The Beginning Blues: I was overwhelmed by the daunting task of writing thousands of words. The mere fact that I had written 2,000 words didn’t help at all when I had 64,000 left. That’s where my outline and plot came to the rescue. I focussed on a certain part of my story, sometimes skipping ahead if I was struggling with a particular scene but always making progress. As I typed away, I watched the word count jump from 6,000 to 10,000 to 20,000 and 30,000 words….and felt my heart grow with the characters I was developing.
From the Middle: I had tapped into a parallel universe that know felt like home and created a person out of thin air. My main character felt like a little sister to me: one whom I cared for but was always getting into trouble despite the red flags I placed in her path. I woke-up each day excited to get back to the story. The pages continued to grow without much notice from me because what I was writing wasn’t fake, it was real. And I was right in the middle of it.
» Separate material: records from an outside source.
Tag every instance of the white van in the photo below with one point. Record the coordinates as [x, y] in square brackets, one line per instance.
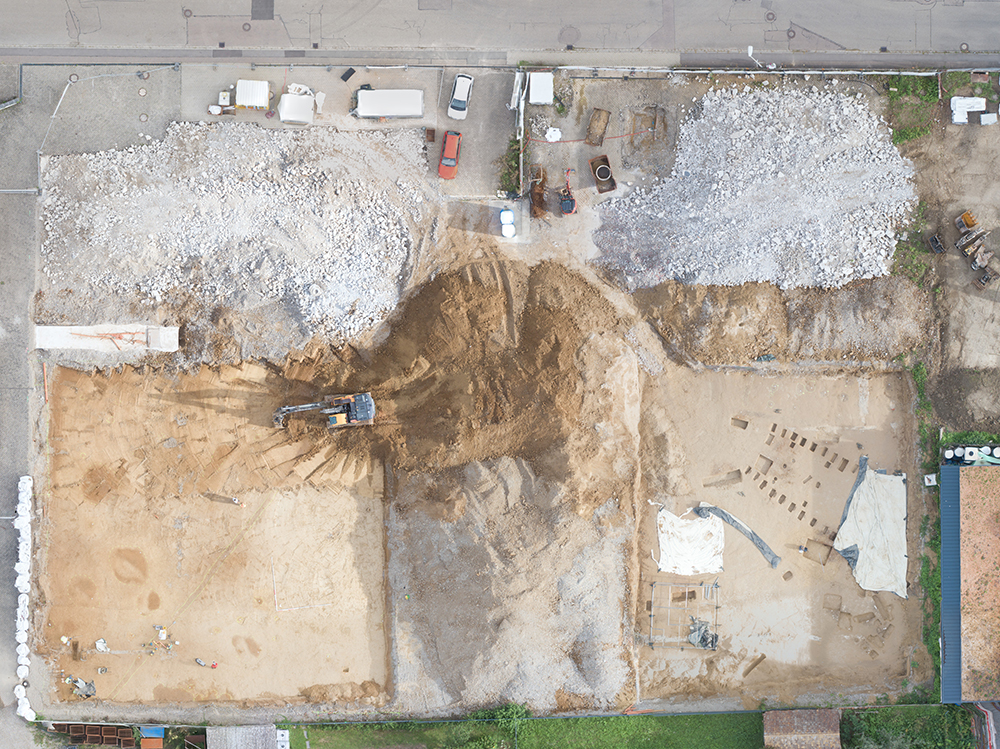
[390, 102]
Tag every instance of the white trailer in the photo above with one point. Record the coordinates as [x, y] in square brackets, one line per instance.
[390, 102]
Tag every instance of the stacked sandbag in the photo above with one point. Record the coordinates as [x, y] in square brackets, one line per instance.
[22, 522]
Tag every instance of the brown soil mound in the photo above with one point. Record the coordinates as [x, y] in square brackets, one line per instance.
[480, 363]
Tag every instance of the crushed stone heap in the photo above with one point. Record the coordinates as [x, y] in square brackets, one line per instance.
[797, 188]
[311, 230]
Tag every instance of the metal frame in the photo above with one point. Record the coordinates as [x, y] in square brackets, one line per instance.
[670, 619]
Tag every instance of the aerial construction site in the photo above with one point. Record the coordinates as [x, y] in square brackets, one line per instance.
[511, 516]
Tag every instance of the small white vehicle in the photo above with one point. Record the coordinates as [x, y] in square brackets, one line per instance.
[458, 107]
[507, 223]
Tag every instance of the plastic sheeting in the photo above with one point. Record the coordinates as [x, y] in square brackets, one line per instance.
[707, 510]
[962, 105]
[253, 94]
[872, 534]
[689, 547]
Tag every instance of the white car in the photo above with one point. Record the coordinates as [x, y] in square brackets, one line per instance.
[458, 107]
[507, 229]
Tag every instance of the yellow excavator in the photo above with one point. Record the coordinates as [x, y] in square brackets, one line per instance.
[341, 410]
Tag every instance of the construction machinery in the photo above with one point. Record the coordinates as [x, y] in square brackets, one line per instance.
[966, 222]
[988, 277]
[567, 203]
[981, 259]
[340, 410]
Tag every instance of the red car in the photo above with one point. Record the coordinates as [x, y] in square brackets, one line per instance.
[451, 147]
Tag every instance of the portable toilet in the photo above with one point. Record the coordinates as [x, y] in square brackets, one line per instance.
[253, 94]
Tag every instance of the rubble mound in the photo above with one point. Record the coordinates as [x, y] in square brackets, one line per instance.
[308, 232]
[797, 188]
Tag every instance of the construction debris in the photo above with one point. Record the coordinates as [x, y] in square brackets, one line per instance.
[295, 229]
[798, 188]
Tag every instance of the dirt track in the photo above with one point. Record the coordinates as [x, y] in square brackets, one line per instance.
[517, 406]
[489, 538]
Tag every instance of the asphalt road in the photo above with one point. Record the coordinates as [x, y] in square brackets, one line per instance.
[477, 26]
[702, 34]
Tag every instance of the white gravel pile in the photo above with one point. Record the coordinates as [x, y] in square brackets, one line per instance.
[798, 188]
[311, 229]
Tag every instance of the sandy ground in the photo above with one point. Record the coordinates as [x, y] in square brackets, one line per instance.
[285, 591]
[955, 174]
[781, 454]
[528, 412]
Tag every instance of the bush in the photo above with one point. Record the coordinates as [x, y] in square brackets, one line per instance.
[917, 727]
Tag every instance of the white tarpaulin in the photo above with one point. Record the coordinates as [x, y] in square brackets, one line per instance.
[872, 535]
[962, 105]
[541, 88]
[253, 94]
[689, 547]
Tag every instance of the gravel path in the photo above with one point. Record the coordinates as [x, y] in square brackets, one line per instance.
[797, 188]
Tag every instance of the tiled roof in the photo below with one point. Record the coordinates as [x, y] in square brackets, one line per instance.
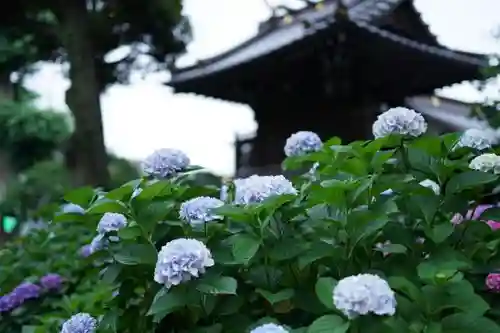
[362, 13]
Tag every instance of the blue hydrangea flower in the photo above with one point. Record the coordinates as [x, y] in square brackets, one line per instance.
[476, 139]
[255, 189]
[401, 121]
[111, 222]
[269, 328]
[51, 281]
[362, 294]
[302, 143]
[80, 323]
[98, 243]
[86, 250]
[164, 163]
[199, 210]
[71, 208]
[136, 192]
[181, 260]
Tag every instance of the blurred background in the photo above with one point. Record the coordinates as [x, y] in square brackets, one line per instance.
[90, 88]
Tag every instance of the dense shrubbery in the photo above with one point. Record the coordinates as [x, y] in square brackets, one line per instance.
[379, 236]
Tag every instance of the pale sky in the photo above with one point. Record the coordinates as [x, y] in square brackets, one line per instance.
[146, 115]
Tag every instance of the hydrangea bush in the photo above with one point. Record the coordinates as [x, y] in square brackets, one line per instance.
[385, 235]
[45, 276]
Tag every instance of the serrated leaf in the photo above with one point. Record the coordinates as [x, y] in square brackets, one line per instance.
[324, 291]
[218, 285]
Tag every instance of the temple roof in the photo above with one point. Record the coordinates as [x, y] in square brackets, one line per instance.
[275, 35]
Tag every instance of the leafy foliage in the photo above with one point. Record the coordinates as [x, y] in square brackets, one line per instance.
[279, 260]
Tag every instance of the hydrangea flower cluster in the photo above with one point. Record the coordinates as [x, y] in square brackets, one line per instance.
[475, 214]
[80, 323]
[255, 189]
[51, 281]
[165, 162]
[432, 185]
[475, 138]
[22, 293]
[71, 208]
[486, 163]
[493, 282]
[399, 120]
[362, 294]
[302, 143]
[181, 260]
[111, 222]
[269, 328]
[198, 211]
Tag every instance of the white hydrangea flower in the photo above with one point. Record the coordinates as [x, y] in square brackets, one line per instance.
[80, 323]
[198, 210]
[362, 294]
[432, 185]
[111, 222]
[476, 139]
[302, 143]
[181, 260]
[269, 328]
[486, 163]
[224, 192]
[399, 120]
[98, 243]
[255, 189]
[136, 192]
[71, 208]
[165, 162]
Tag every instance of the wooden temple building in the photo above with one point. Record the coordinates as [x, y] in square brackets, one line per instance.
[331, 67]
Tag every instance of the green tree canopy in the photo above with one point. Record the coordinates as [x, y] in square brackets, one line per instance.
[81, 33]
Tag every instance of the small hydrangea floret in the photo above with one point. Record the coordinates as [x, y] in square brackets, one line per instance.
[474, 138]
[111, 222]
[181, 260]
[256, 189]
[302, 143]
[486, 163]
[198, 211]
[362, 294]
[80, 323]
[270, 328]
[164, 163]
[401, 121]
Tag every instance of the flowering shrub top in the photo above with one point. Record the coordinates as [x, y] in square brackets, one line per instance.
[330, 251]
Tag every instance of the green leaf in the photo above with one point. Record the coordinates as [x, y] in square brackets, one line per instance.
[491, 214]
[160, 188]
[136, 254]
[107, 206]
[244, 247]
[81, 196]
[469, 179]
[274, 298]
[324, 290]
[130, 232]
[467, 323]
[110, 273]
[167, 301]
[110, 321]
[439, 233]
[328, 324]
[218, 285]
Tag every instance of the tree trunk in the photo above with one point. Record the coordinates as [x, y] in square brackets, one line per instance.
[86, 157]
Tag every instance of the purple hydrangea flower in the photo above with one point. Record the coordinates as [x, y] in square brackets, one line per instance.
[80, 323]
[86, 250]
[27, 290]
[51, 281]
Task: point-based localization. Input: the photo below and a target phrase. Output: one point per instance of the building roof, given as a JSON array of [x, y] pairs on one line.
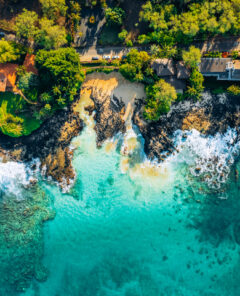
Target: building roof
[[8, 75], [182, 71], [214, 65], [178, 84], [163, 67], [3, 82], [29, 63]]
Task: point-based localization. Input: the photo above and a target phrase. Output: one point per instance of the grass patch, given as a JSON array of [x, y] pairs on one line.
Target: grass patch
[[15, 118], [109, 35], [216, 86]]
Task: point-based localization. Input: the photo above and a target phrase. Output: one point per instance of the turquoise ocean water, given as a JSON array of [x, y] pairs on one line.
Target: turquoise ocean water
[[127, 228]]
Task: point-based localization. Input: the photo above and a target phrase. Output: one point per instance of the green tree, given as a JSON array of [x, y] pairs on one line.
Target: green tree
[[59, 72], [234, 90], [8, 52], [192, 57], [115, 15], [138, 64], [53, 9], [196, 84], [27, 81], [159, 99], [123, 35], [49, 35], [26, 24]]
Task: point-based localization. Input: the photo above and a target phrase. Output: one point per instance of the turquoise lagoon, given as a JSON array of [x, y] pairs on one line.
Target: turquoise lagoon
[[129, 227]]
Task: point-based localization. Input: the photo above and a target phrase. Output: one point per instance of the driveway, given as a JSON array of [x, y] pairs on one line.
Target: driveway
[[87, 54], [87, 35]]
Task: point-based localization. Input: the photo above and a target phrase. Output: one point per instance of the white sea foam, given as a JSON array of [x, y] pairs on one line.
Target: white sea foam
[[16, 175], [208, 157]]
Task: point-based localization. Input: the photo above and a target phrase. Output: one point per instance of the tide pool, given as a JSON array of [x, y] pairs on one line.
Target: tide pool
[[145, 230], [132, 234]]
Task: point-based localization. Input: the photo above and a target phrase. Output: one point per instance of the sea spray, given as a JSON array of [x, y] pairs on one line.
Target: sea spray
[[208, 157], [16, 175]]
In the End: The days leading up to it were slow. I was surprised by the fact that I was suddenly having trouble even typing 500 words. Until it hit me. I was stalling. I had grown so involved that I didn’t want to bring an end to it. I was going to miss everyone I had spent the last 2 1/2 months with. Once I came to terms with the ending, I knew I wouldn’t let my character go without a bang. I happily sat down and wrote the final scene of the book, giving my character something unforgettable.
5) Admiration: I did it. According to a few writer websites, I’ve taken myself from a novice to a writer with a few years under their belt. So what is a writer with my new level of knowledge to do? Celebrate! Go out to dinner and toast to a victory to me, my lead character, and writers everywhere. And that old stitch in my side? It’s like it was never there.
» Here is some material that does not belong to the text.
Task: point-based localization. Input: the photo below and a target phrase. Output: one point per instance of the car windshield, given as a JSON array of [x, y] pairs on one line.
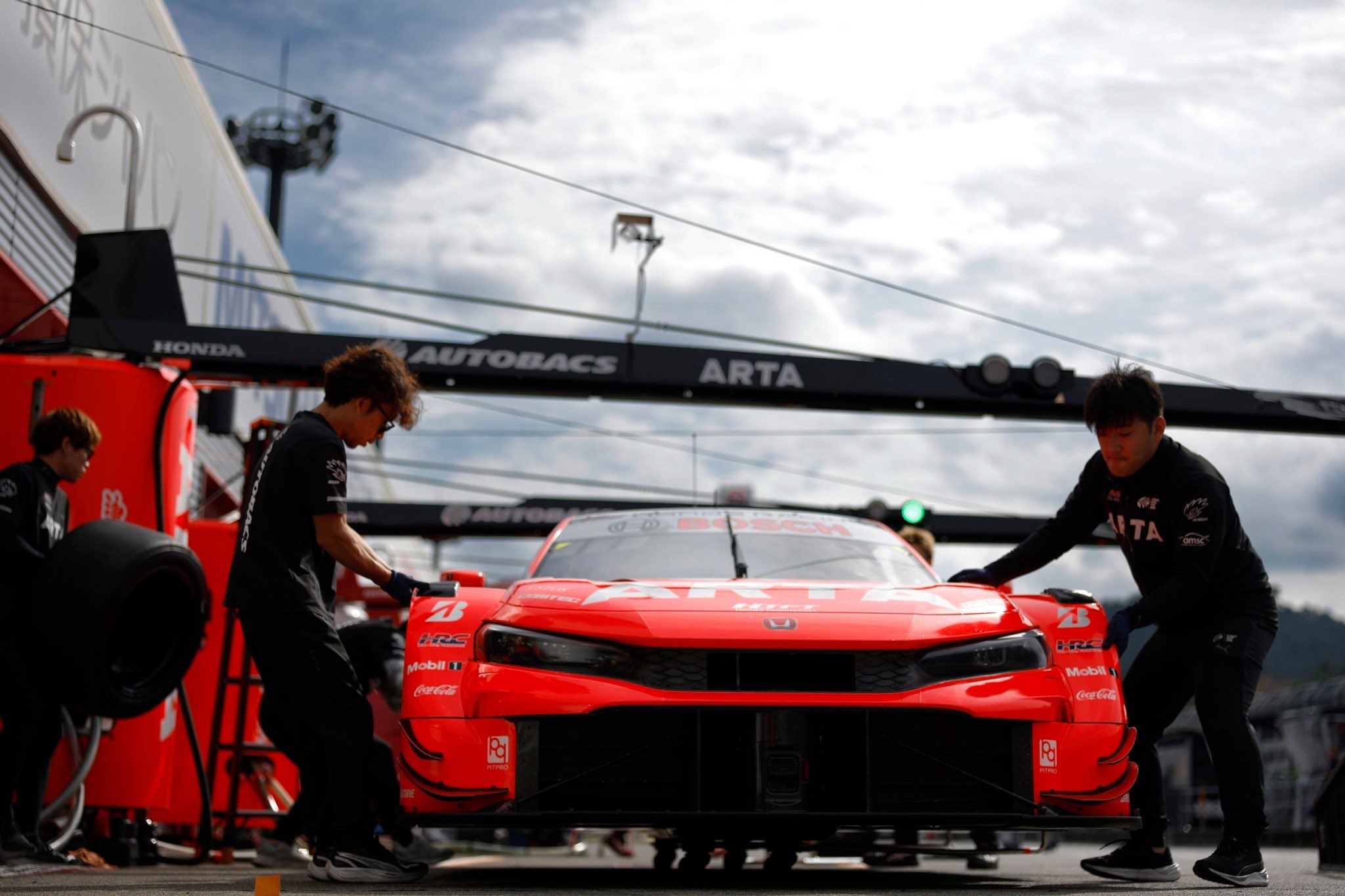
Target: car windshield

My novel is over. But it’s no longer just a novel. It’s a piece of my soul, my own version of a Harry Potter Horcux. I bled my heart and soul into it as any good writer would. I feel an elation now that’s over and a twinge of sadness because it is over. Almost like a mother, I also feel relieved. I’ve taken my character, held her hand, and now it’s time for her to go out into the world of publishing…I’m so proud! But my journey is far from over, now I must take my novel to those who can truly bring it to life: Agents.